Malèna’s beauty is a double-edged sword not just because she is both rewarded and punished for her attractiveness, but because even the supposed “rewards” are opportunistic double-binds. The subtext is that men’s prosocial behavior towards women, or “simping” as some put it, is conditional on women’s sexual availability, suggesting the courteousness extended to young, sexually attractive women is transactional, not altruistic.

Reconciling the Projection

Carl Jung once said, “A particularly beautiful woman is a source of terror. As a rule, a beautiful woman is a terrible disappointment.” What did he mean by this? He wasn’t saying “that girl everyone calls a 10 out of 10 is lowkey mid.” He was saying that exceptionally beautiful women have a sort of mythological quality because they are a great source of projection.

They tend to represent a mythical archetype rather than a fully realized person. Think of all the men who gave their lives over the beauty of Helen of Troy. Helen of Troy isn’t a functionally real woman; she’s like a feminine ideal or a goddess that couldn’t possibly be real. The second you recognize such a woman is real, the fantasy collapses.

They tend to represent a mythical archetype rather than a fully realized person.

When people engage in pretty punishment (attempting to humble women out of spite or revenge), it’s usually not about the woman at all, but about what she represents to them. In Jungian psychology, the “shadow” is the unconscious part of the psyche that contains repressed weaknesses, instincts, desires, and traumas. They’re parts of ourselves we refuse to recognize or accept. Beauty seems to activate so many ordinary people’s shadows, either because they resent what they cannot access or because they secretly desire the power afforded by beauty (and are painfully aware that they lack it).
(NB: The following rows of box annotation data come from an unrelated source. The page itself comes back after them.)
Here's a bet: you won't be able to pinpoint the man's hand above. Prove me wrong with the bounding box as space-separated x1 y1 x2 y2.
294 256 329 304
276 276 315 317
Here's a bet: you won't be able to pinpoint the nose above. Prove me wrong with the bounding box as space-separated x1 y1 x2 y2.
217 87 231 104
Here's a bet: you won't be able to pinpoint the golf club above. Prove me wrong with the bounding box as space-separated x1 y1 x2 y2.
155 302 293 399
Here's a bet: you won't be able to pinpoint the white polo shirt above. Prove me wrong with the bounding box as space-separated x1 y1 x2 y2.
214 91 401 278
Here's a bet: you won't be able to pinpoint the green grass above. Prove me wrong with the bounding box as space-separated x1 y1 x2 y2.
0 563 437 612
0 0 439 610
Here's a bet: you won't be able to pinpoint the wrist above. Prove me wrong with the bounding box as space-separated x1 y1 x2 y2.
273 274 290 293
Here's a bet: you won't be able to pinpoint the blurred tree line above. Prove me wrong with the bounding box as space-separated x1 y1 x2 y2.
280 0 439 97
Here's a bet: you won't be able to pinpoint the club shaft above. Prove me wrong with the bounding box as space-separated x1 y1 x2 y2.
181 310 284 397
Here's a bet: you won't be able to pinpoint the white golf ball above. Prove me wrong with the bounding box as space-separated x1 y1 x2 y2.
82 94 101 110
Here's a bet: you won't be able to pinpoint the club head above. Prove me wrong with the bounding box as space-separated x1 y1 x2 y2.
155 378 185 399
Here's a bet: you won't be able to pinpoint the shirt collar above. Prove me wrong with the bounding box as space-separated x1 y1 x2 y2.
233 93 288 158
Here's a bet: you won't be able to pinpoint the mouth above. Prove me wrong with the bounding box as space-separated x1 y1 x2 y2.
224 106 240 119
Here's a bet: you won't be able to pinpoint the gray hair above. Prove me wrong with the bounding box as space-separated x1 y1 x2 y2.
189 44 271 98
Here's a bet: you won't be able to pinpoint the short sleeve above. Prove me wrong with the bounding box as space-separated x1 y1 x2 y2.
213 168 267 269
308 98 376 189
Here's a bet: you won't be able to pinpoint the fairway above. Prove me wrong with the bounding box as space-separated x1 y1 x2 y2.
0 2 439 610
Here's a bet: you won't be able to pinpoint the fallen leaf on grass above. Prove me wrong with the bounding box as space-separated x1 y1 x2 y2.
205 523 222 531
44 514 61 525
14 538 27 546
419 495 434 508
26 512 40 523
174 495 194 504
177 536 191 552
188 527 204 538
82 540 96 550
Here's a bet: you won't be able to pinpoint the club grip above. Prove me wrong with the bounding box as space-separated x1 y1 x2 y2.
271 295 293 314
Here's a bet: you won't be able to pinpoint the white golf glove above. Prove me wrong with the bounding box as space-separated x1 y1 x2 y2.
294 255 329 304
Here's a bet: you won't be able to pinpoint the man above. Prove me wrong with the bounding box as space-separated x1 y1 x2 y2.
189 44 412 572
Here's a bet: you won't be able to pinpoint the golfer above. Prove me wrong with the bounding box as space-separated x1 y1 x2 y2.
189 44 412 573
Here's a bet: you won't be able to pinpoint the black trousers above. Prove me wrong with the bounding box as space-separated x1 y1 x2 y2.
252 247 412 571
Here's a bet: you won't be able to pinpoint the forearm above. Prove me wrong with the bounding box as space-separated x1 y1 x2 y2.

The ending of Malèna sees her reunited with her husband, who did not die in the war after all. She lives a much quieter, subdued existence, free from the leering eyes of men, and the town’s women even treat her as an equal, engaging in pleasantries with her as they pretend they didn’t savagely beat her. She is no longer a threat. 

The idealized projection has collapsed, and Malèna has returned to human status. The tragedy of Malèna, common to all beautiful women who become archetypes rather than people (like Marilyn Monroe), is that no one sees them at all. Yet, as established by sociological research, acknowledging or seeking solace in this form of suffering only invites more schadenfreude.